The hunt for the missing Malaysian plane is the most difficult in human history, says the head of the search team.
Angus Houston, the chief coordinator of the Joint Agency Coordination Center (JACC), which is in charge of a multinational search for the missing flight MH370, made the remarks on Monday.
Houston said the four underwater signals that the investigators detected earlier were still “the most promising lead” for the search team.
“Analysis on all four detections is continuing… At this point in time, it is too early to discount any of the acoustic detections,” said the retired senior officer of the Royal Australian Air Force.
Houston noted that the hunt for MH370 is even more challenging than that of Air France Flight 447, which disappeared in the Atlantic Ocean in 2009.
“The big difference between Air France 447 and MH370 is that the last known position, in terms of MH370, is at the top of the Malacca Straits, and then the aircraft continued to fly for an extended period after that,” Houston said, adding, “Whereas Air France, they had a very good last known position, which then turned out to be very close to where the aircraft was eventually found.”

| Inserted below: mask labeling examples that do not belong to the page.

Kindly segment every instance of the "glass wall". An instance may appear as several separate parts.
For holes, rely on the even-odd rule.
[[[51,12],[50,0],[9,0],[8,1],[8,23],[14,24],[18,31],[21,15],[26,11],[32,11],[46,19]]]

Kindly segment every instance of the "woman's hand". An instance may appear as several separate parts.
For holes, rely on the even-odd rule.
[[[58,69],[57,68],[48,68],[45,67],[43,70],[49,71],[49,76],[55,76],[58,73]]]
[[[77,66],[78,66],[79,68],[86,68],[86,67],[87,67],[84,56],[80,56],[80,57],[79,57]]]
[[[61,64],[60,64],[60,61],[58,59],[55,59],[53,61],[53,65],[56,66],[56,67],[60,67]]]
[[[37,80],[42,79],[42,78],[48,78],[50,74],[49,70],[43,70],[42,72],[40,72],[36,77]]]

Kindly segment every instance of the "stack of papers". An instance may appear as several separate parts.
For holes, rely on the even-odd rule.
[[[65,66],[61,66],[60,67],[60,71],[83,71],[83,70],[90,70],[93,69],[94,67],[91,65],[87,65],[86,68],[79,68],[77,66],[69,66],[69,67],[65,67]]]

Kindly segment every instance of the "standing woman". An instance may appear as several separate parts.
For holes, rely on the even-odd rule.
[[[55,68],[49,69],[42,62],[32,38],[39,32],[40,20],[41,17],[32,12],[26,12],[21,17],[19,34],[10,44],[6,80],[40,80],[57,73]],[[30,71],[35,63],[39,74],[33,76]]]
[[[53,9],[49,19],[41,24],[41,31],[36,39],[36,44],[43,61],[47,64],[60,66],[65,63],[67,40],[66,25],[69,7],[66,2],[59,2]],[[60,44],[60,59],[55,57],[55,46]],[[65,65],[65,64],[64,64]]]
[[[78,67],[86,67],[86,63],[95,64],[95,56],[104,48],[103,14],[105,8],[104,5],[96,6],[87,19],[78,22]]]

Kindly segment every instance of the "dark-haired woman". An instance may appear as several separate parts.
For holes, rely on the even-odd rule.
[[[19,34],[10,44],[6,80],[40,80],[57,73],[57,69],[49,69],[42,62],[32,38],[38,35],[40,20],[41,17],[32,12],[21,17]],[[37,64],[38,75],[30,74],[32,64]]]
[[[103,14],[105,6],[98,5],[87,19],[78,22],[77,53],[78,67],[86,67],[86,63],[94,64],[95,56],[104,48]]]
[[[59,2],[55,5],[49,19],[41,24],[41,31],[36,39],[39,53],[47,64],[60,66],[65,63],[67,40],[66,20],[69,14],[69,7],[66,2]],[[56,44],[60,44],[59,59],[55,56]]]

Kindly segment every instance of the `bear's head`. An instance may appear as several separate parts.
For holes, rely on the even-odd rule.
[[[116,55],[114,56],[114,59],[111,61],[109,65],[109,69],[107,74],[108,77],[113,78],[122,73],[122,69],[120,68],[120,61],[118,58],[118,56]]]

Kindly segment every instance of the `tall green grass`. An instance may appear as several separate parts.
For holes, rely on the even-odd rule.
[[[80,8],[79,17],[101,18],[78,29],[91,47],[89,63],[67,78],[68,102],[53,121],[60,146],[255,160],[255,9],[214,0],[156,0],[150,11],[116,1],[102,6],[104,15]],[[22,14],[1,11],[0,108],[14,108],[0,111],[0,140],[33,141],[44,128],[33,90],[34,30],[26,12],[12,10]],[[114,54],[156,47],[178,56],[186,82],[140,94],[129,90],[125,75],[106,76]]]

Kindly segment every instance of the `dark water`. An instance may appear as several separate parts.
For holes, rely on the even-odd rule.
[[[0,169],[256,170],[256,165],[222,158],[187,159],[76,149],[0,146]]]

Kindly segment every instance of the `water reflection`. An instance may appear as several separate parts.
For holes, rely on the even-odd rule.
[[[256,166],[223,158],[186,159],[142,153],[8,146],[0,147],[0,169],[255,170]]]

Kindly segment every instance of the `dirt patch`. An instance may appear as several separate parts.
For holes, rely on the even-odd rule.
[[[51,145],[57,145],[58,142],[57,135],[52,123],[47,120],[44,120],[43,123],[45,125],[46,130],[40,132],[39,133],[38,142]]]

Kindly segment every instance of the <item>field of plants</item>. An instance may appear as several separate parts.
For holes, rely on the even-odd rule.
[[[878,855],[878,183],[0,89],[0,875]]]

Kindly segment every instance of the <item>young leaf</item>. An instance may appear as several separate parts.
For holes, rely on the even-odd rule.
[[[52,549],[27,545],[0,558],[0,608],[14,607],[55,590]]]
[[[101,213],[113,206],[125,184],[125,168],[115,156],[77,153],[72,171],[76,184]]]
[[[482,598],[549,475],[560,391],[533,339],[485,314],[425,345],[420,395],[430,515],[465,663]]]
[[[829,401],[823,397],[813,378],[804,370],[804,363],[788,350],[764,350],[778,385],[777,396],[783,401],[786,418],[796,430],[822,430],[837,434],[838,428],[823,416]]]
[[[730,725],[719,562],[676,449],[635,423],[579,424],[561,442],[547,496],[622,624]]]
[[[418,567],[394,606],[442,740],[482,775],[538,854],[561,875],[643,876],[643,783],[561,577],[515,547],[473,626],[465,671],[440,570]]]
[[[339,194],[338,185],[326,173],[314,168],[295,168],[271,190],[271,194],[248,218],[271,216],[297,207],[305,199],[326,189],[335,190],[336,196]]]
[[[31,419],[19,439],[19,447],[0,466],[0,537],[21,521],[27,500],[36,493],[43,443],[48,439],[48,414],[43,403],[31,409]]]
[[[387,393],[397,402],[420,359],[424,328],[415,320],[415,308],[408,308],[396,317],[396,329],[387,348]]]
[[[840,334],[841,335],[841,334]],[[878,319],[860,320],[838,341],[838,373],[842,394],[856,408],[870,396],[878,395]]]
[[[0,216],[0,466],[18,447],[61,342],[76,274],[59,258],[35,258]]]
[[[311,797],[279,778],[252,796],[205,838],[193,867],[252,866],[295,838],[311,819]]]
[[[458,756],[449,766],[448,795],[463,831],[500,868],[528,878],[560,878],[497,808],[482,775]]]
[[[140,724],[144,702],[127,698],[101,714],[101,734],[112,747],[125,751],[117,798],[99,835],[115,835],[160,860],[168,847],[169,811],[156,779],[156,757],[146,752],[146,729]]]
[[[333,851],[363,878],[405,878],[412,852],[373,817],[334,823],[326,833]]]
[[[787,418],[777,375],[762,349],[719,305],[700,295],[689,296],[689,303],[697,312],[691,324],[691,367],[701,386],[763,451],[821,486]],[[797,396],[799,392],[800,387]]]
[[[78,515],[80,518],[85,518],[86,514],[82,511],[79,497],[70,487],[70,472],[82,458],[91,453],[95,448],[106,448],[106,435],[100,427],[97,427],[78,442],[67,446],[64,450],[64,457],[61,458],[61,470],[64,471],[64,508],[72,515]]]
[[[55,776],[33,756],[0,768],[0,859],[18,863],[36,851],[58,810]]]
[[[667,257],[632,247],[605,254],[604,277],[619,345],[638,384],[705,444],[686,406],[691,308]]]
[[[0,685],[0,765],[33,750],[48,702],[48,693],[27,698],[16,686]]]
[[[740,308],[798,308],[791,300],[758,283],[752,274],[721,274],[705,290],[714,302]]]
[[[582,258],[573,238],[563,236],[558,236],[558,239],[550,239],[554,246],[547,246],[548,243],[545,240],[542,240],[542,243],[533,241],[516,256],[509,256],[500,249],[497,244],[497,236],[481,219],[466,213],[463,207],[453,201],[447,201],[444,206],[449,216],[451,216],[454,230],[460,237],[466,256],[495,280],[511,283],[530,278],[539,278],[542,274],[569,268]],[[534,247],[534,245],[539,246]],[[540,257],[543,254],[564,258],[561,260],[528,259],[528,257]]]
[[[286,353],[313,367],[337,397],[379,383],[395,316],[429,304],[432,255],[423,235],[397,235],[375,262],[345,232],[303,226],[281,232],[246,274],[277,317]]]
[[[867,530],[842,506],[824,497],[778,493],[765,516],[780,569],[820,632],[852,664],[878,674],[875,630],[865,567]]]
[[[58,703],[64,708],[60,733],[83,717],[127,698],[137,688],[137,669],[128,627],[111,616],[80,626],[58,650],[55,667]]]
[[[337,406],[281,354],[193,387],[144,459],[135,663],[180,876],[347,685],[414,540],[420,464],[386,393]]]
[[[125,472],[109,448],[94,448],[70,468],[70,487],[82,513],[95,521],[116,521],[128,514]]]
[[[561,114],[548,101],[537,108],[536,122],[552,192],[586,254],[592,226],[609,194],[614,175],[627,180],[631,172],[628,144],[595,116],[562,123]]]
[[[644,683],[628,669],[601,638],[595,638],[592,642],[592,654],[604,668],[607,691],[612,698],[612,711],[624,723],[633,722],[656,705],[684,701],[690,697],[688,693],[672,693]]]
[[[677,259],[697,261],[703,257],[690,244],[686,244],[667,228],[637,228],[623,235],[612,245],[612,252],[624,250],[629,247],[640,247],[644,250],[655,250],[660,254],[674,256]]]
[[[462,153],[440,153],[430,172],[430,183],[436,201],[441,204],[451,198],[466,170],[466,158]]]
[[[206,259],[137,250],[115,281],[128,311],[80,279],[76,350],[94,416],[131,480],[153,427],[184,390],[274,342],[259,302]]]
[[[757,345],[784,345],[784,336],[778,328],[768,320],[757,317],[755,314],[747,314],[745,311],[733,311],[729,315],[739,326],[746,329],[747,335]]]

“To have a set of circumstances where you don’t know what’s happened to your loved ones in circumstances such as this, it’s just a terrible, terrible emotional trauma of all of those involved,” he noted.
The Malaysia Airlines Boeing 777-200ER, carrying 227 passengers and 12 crew members, vanished from radar screens early on March 8, less than an hour after taking off from Kuala Lumpur on a scheduled flight to Beijing.
After a vast search in 4.64 million square kilometers (1.79 million square miles) of the southern Indian Ocean, the hunt was scaled backed as nothing was spotted.